Öncelikle Strength‘in muhteşem duyulduğunu, bu sayfalarda sık sık adını zikrettiğim Arthur Rizk‘in prodüksiyonunun albüme “büyük metal grubu” kalibresinde bir güç verdiğini söylemek lazım. Zaten Mana‘ya kıyasla biraz daha sert tınlıyor Strength ama bunda Sebastian Silva’nın göçmenlik statüsündeki sorunlar, grubun isim değiştirmesine neden olan mevzular, Gabe Franco’nun dünyaya karşı öfkesi ve pandemi koşullarının etkisi ne kadar fazlaysa Arthur Rizk ve Gabe Johnson’un (senenin en iyilerinden SILVER TALON‘da da imzası var) prodüksiyon masasındaki dokunuşlarının etkisi de o kadar fazla.
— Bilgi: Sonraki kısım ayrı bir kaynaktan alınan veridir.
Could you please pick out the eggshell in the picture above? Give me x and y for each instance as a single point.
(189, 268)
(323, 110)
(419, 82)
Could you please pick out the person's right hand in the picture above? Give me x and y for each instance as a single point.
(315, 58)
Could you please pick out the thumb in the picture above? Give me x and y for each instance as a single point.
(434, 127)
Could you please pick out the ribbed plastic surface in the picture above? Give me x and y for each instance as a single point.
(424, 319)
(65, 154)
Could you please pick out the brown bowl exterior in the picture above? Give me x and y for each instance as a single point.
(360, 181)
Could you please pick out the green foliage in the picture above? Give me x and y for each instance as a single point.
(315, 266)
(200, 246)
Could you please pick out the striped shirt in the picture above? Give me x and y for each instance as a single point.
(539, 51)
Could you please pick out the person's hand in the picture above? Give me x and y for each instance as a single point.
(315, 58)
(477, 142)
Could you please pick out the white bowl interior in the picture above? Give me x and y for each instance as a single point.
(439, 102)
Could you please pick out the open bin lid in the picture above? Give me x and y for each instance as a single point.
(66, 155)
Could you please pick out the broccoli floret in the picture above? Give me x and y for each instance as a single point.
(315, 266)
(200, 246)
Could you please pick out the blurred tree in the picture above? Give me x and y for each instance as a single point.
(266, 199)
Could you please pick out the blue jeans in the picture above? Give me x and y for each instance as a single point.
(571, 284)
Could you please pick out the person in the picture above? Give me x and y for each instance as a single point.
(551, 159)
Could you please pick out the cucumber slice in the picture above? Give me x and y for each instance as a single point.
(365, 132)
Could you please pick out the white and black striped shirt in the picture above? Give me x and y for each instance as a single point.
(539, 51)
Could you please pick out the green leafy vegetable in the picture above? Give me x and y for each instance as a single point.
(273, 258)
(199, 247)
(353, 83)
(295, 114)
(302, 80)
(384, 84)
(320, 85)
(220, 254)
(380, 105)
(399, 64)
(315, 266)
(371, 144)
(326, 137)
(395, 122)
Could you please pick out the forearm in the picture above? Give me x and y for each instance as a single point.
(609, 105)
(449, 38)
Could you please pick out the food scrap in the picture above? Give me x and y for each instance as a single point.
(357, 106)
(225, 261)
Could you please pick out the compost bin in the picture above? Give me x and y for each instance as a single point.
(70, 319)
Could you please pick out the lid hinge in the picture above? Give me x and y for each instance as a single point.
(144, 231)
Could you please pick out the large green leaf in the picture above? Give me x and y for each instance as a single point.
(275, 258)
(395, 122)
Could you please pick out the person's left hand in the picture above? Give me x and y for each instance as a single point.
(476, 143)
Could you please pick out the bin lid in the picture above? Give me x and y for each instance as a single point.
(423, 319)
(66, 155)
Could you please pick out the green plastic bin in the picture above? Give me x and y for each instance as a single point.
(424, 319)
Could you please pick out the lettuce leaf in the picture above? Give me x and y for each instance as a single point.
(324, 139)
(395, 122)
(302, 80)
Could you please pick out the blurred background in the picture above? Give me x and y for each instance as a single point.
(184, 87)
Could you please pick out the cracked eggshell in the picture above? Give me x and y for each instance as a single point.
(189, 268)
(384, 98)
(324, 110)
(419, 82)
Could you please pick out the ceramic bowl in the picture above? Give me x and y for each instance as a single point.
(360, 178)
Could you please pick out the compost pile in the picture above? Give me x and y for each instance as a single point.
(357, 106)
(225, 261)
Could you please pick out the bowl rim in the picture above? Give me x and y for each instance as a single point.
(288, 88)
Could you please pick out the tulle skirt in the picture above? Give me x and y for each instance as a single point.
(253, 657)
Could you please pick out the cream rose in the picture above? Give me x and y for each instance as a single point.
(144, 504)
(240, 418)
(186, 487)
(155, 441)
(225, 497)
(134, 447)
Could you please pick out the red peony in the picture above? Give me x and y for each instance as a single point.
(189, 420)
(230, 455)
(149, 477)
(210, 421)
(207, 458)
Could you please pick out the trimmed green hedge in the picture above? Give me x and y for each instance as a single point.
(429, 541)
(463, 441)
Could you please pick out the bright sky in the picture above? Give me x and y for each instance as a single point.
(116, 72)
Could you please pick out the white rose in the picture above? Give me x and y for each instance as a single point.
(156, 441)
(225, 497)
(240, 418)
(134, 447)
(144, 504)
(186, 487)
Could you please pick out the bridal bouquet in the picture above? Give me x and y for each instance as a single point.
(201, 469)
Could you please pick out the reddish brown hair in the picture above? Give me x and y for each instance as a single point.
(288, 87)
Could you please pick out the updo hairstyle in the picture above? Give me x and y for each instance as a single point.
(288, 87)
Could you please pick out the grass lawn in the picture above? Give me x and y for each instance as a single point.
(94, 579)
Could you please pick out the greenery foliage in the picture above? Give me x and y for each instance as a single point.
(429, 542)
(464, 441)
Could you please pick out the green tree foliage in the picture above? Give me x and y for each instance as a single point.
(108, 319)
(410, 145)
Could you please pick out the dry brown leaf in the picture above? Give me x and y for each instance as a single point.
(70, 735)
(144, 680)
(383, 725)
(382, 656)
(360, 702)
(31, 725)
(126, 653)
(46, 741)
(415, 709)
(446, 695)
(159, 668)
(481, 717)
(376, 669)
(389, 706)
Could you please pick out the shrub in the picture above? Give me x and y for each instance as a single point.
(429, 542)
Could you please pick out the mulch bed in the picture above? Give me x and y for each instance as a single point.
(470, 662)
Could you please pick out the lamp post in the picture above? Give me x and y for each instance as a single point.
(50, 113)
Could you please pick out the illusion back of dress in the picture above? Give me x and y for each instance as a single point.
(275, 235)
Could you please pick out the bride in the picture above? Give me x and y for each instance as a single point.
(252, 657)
Cowbell‘in sürüklediği (-_-;) Summer Lightning ve Instinct dahi enfes bir bas-davul kaydı sayesinde kulağa batmıyor asla. Bu noktada grubun ortalama dört dakikayı aşmadan nasıl beste yapılabileceği konusunda da hayli başarılı olduğunu söylemek lazım. Akılda kalıcılık konusunda sorunlu bir iş Strength ama en azından 45 dakikayı geçen süresinde hiç hadi artık, anladık, baygınlığı yaratmıyor besteler. Uzatma, doldurma hiçbir an yok.
Enfes kaydı dışında aslında Strength üzerine bu kadar net bir şekilde, olumlu olarak söyleyebileceğim pek bir şey yok zaten. Mana‘daki hamuru alıp sert sert kısımları daha sert, yumuşak kısımları ise daha yumuşak olacak şekilde açtıktan sonra fırına vermişler gibi görünüyor kabaca. Açılış parçası Heroin, No Children Lauging Now, Destiny gibi parçalar ve genel olarak rif seçimlerinde çok daha öfkeli bir Unto Others var karşımızda. Gabe Franco ise Mana‘daki gibi sadece gotik melankoliye, sanatsal bir karanlığa değil; ciddi ciddi depresyon ve öfke belirtileri taşıyan, iyice suratsız ve karamsar bir kanala geçmiş durumda. Daha ağırbaşlı ve düşük tempolu parçalarda ise melodik tarafı öne taşıyıp iyice KILLING JOKE‘luğa soyunuyor. En sevdiğim parçalar da zaten When Will Gods Work Be Done ve Summer Lightning ikilisi oldu ki Killing Joke sevenlerin de benzer favoriler seçeceklerine eminim.
12 parçadan oluşan Strength‘in her parçada aynı gücü koruduğunu söylemek zor. Enerjik açılış, Mana‘dan fırlamış gibi duran ve albüme ısınmayı kolaylaştıran Downtown ve şu ana kadar en çok dinlenilmiş parça konumundaki (hak ettiğini söyleyebiliriz) Where Will Gods Work Be Done sonrası, orta bölüme geçerken güç kaybetmeye başlıyor Strength. Tekrar ile akılda kalıcılık sağlamaya çalıştığı Destiny gibi şarkılar (nakaratta öten kuş yüzünden dinleyemez oldum bir noktadan sonra) hayli zayıf bence ve ısrarlı orta tempo tercihi de albümün enerjisini düşürmüş fazlasıyla. Sonlara doğru Instinct, Summer Lightning gibi şarkılar, Strength‘i hayal kırıklığı olmaktan kurtarsa da bütüne bakınca Mana‘daki gibi bir etki veremiyor Strength. Müziği hakkında hiçbir fikrimin olmadığı PAT BENATAR hanımefendinin Hell is For Children yorumu, Amerikalı dinleyici için bir anlam ifade ediyordur mutlaka ama bende o da çalışmadı.
Mana sonrası Strength, hem grup hem Roadrunner için iyi bir hamle gibi görünse de ben ne Mana kadar sevileceğini ne de Mana kadar gruba çığır atlatacak bir albüm olduğunu düşünmüyorum. Gerçi yapacaklarını yaptılar ve şimdiden KING DIAMOND‘ın altında sahne alır duruma geldiler bile, o yüzden kendi standartlarını koruyup bir-iki tane de crowd-pleaser hit şarkı ürettikleri sürece Unto Others ismi hayatımızda, gündemimizde olmaya devam eder gibi duruyor. Bu açılardan bakınca Mana kadar saf ve güçlü bir albüm daha dinleyemeyeceğimiz için üzülüyorum tabii ama iki-üç senede bir gelip önüme Downtown, When Will Gods Work Be Done, Summer Lightning ayarında birkaç şarkı atıp gideceklerse sanırım buna da razıyım galiba.
2021’in en iyi albümlerinde ilk beşe kafadan girer benim için. Çok çok çok başarılı bir albüm olmuş. Üç gün ara verip dinlemediğimde, resmen özlüyorum albümü.